Fearful for her life, Ozge runs around the city looking for a place to stay for a while with people she knows, even if she doesn’t like them much, and it’s during this portion of the film that we begin to learn a bit about her background and upbringing. We meet her family, which includes a stroke-ridden father who she can barely look at; her ex-boyfriend who happens to own the gym where she spars; and the boyfriend of her party-girl best friend, who just happens to be crashing at Ozge’s place with her infant daughter, unbeknownst to Ozge. You can probably guess what happens next. If you can’t, it involves a case of mistaken identity and another ritualistic murder.

Written by Martin Ambrosch, COLD HELL is a perfect blend of b-movie elements is a top-notch thriller. We’re never really worried about Ozge’s safety because we’ve seen her pummel more threatening men in the ring.

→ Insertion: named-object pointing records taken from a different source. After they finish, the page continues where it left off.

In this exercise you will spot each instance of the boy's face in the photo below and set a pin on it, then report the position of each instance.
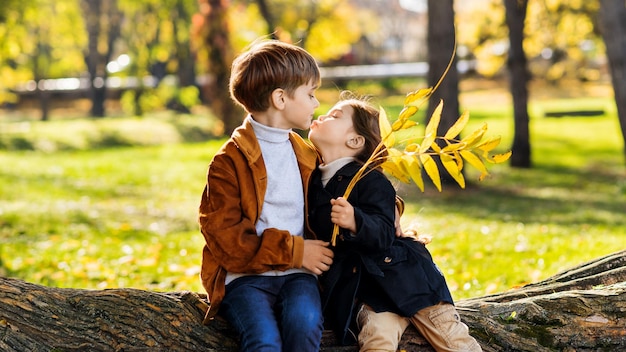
(300, 109)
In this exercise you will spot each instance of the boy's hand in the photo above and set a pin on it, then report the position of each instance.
(342, 214)
(317, 256)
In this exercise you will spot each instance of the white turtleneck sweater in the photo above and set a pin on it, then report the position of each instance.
(283, 206)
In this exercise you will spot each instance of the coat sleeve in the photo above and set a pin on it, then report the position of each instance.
(227, 215)
(374, 210)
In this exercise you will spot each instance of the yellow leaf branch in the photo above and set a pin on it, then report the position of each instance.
(405, 160)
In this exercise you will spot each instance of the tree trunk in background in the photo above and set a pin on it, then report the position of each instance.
(581, 309)
(216, 38)
(518, 71)
(99, 14)
(441, 40)
(613, 27)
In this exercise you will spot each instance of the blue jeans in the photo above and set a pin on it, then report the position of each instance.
(275, 313)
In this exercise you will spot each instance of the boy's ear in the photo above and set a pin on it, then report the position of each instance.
(356, 141)
(277, 98)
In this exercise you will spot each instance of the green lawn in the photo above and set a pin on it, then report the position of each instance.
(124, 216)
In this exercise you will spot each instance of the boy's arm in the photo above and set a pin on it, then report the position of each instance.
(227, 222)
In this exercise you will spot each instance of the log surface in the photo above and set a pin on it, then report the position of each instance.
(582, 309)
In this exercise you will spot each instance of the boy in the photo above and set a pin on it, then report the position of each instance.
(260, 263)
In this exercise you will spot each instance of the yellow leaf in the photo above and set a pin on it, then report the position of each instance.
(411, 165)
(431, 128)
(402, 125)
(453, 169)
(453, 147)
(475, 162)
(489, 145)
(407, 112)
(391, 167)
(475, 136)
(412, 148)
(413, 97)
(458, 126)
(431, 169)
(385, 129)
(500, 158)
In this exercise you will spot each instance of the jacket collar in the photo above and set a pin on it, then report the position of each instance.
(246, 141)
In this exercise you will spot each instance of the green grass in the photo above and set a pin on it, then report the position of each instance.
(125, 216)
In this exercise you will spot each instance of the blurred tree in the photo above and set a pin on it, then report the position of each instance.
(559, 39)
(212, 35)
(102, 21)
(313, 24)
(519, 77)
(156, 38)
(441, 40)
(35, 48)
(613, 27)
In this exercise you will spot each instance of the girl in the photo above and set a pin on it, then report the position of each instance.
(378, 283)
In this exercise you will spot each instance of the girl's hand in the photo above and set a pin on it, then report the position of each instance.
(342, 214)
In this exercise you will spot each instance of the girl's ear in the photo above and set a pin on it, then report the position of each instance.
(277, 98)
(356, 142)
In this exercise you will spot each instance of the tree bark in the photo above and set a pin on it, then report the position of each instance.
(441, 41)
(216, 37)
(582, 309)
(613, 27)
(518, 70)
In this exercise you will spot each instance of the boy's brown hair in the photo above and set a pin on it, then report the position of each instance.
(266, 66)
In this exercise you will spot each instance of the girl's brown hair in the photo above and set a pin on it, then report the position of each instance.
(365, 122)
(266, 66)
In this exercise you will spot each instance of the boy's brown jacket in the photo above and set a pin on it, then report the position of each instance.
(231, 206)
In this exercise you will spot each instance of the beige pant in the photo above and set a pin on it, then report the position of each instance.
(440, 325)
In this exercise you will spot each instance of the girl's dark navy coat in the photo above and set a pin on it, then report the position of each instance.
(372, 266)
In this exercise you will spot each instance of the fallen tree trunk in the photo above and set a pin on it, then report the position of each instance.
(582, 309)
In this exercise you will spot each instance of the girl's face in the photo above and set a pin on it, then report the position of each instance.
(331, 132)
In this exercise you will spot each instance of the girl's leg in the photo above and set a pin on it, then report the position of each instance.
(379, 331)
(300, 309)
(441, 325)
(248, 306)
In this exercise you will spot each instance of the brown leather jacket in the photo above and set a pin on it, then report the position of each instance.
(231, 206)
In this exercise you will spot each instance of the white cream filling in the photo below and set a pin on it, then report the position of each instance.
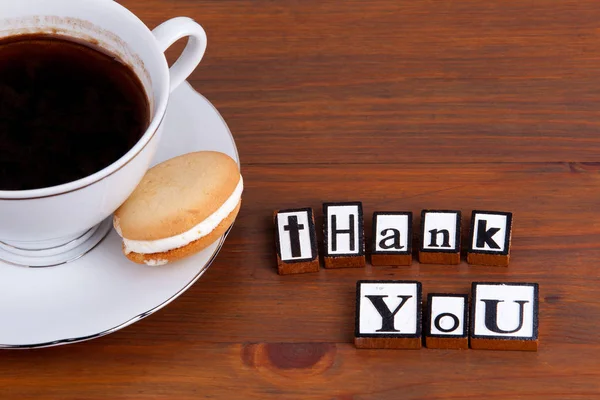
(197, 232)
(155, 263)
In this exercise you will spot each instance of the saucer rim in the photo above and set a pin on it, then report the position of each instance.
(130, 321)
(151, 311)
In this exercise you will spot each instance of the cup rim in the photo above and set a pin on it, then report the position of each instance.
(31, 194)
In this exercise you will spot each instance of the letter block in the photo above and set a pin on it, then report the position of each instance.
(392, 238)
(440, 237)
(504, 316)
(296, 241)
(343, 235)
(489, 243)
(388, 315)
(447, 321)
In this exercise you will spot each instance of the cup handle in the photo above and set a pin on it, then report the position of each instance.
(171, 31)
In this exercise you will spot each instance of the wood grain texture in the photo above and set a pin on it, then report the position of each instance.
(403, 105)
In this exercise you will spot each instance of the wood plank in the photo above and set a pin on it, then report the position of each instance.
(298, 370)
(389, 81)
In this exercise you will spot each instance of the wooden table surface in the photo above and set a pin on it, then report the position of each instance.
(402, 105)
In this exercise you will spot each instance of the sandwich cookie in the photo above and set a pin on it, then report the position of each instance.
(180, 207)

I don’t want to reveal too much about the killer or his motivations (other than he doesn’t seem to like prostitutes or witnesses), but there is an element to his process that adds a fascinating wrinkle to his crimes that line up perfectly with the European issue of a new level of immigration.

Ozge’s relationship with her family makes it clear that ideology and beliefs don’t necessary define whether a person is good or bad. But it’s also clear that she has a chip on her shoulder that is approximate shape and size of her father, and that her passion about Thai kick boxing is fueled by her desire to make sure no one touches her without permission. Even when she shows a romantic interest in another character, she makes the first move. The truth is, it’s impossible to take your eyes off of Schurawlow when she’s on screen, which is most of the time, and it’s not because she’s attractive (which she is); it’s because you’re afraid of her. There’s a barely contained anger in her eyes that makes her absolutely captivating.

I suspect we’ll be seeing more feature films out of Europe in the coming years (a few are actually playing at this festival) that directly and indirectly deal with the influx of immigrants into the regions (there have already been several documentaries), and I’m genuinely curious if any of them are as compelling and aggressively straightforward as COLD HELL, which somehow manages to take on the issue with no buffers while also not addressing it with words.